連日、ニュースやワイドショーを騒がせている、和歌山保険金事件。

松本サリン事件の影響もあってか、本件のカレー事件については、かなり遠回しな言い方をしているものの、やはり疑惑の夫婦は限りなくクロに近い印象を受けてしまう。

このニュースで、疑惑の主婦の生活ぶりを聞くたびに思い出す1本の映画がある。

それは、チャップリンの「殺人狂時代」。

鼻の下のチョビ髭だけは残したものの、お馴染みの放浪者スタイルを捨てて、喜劇の王様チャップリンが挑んだ、ある意味で非常にシリアスなドラマだ。

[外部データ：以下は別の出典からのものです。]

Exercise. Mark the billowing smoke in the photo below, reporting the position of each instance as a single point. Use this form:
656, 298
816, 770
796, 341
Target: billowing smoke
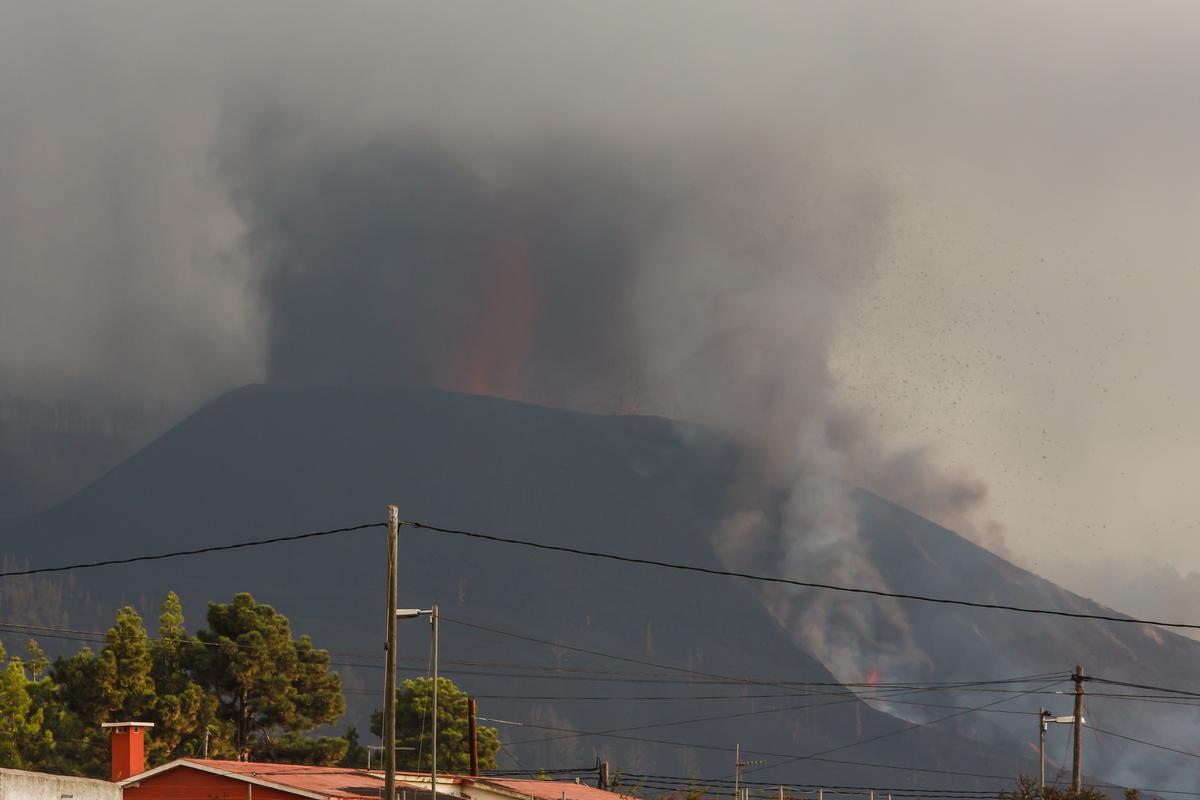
705, 286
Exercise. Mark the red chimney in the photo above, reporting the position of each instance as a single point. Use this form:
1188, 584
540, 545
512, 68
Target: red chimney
127, 747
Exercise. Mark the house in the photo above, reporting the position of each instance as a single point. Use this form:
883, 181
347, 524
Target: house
19, 785
198, 779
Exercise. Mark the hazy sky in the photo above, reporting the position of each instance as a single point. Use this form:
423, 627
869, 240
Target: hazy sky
1030, 320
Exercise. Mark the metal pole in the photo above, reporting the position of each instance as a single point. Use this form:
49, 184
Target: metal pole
1042, 749
389, 671
1075, 776
433, 762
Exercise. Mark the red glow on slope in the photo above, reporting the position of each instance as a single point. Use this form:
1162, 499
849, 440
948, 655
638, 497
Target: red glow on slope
503, 336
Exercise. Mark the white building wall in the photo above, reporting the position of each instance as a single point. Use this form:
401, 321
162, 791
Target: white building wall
19, 785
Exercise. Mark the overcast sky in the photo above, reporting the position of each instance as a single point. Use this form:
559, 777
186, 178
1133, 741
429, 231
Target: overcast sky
1031, 317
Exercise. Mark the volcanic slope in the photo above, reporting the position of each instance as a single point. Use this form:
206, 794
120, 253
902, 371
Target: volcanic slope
267, 461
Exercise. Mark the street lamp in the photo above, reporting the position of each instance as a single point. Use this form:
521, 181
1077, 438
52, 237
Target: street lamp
432, 613
1044, 720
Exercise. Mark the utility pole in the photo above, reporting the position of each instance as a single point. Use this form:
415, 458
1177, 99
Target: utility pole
737, 771
472, 710
433, 763
1075, 777
389, 669
1043, 723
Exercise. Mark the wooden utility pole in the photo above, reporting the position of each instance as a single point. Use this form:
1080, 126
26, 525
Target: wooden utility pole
1043, 723
472, 710
433, 750
737, 773
1075, 776
389, 669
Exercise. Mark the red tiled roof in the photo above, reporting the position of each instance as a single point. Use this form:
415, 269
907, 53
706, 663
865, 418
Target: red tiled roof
329, 781
345, 783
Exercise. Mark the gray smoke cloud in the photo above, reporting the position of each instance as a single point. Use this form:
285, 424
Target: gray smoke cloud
703, 283
1029, 193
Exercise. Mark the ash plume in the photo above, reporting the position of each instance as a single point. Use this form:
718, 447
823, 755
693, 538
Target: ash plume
705, 286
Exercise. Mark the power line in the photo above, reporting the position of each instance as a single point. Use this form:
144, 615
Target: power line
905, 768
805, 584
1145, 686
198, 551
729, 678
895, 733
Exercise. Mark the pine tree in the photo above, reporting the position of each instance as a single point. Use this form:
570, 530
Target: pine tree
21, 726
267, 683
414, 704
184, 714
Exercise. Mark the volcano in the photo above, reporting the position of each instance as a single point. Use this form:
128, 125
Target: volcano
628, 651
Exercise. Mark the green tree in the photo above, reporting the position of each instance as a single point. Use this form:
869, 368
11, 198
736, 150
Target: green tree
355, 753
89, 689
414, 704
184, 714
267, 684
21, 725
1027, 789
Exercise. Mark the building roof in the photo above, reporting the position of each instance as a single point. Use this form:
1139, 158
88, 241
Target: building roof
346, 783
316, 782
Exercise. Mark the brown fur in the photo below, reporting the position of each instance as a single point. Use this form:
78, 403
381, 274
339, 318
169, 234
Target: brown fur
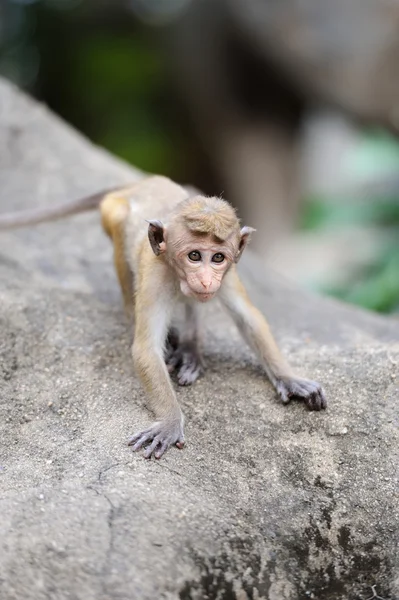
154, 270
212, 216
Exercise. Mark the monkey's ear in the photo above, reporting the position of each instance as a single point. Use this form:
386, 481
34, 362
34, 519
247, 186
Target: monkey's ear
245, 236
156, 235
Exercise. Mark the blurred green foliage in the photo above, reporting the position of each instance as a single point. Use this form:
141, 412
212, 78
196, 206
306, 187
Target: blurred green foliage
376, 285
103, 71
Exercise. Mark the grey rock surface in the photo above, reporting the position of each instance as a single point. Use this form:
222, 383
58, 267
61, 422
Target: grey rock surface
265, 501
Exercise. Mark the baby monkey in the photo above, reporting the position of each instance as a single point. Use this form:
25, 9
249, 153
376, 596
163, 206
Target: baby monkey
171, 250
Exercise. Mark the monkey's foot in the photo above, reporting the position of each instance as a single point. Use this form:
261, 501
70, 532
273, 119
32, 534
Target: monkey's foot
309, 391
158, 438
190, 367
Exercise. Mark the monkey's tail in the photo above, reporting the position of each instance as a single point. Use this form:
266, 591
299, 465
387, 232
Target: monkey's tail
50, 213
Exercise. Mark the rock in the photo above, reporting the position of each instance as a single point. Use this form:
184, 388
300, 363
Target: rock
265, 501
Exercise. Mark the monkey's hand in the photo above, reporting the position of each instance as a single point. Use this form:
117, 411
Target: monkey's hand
305, 389
160, 436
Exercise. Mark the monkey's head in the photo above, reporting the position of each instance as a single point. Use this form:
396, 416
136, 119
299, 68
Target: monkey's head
201, 241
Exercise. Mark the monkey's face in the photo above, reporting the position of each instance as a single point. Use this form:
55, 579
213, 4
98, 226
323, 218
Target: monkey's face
201, 265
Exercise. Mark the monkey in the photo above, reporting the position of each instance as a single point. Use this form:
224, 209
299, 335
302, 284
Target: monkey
172, 249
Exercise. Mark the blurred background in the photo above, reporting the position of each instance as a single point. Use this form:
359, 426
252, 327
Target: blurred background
287, 108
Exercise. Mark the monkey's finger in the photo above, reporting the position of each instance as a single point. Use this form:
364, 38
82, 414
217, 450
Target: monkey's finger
155, 443
162, 449
180, 442
139, 439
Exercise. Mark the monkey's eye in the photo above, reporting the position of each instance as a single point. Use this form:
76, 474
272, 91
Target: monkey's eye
195, 256
218, 257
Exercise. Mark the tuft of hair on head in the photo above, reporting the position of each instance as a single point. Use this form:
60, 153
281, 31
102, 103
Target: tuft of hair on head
212, 216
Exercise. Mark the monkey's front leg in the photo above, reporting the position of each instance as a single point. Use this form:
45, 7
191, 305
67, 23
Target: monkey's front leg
190, 365
256, 332
151, 328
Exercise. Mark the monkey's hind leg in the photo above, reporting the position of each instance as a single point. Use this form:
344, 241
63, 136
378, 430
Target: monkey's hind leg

主人公は一見ダンディな紳士。仕事は殺人。と、言っても殺し屋というわけではなく、サギに近い。
つまり有閑マダムを次々にたらしこんでは財産を奪ったあげく殺してしまう。
そのだまし方、殺し方にチャップリンならではの喜劇的な演出がなされていて実におもしろいのだが、実際に殺してしまうシーンは、さすがに暗い。

ラスト・シーン。
警察につかまって留置場にいる主人公は、死刑執行の日を迎える。
牧師の祈りを振りはらい、彼は言う。

「私にとって殺人はビジネスでした。
 ひとり殺せば殺人者。百万殺せば英雄。その数が殺人を正当化するのです」

そして、死刑台に向かう主人公の後姿で映画は終わる。

実は、この映画の製作には、こんなエピソードがある。

とあるパーティで数多くの映画人が集まった。
チャップリンもそこにいたわけだが、同じ席にある有名俳優が来て話をした。

その時の雑談を元に話を組み立てて、チャップリンはこの映画を製作した。

チャップリンが、この話を映画化していることを知った、その有名俳優は、
「あの時の俺の話が元になってるんだから、原作として俺の名をクレジットしろ」と、チャップリンに要求。チャップリンはしぶしぶ、その要求を認めた。

当然、今でも「殺人狂時代」には原作として、その有名俳優の名がクレジットされている。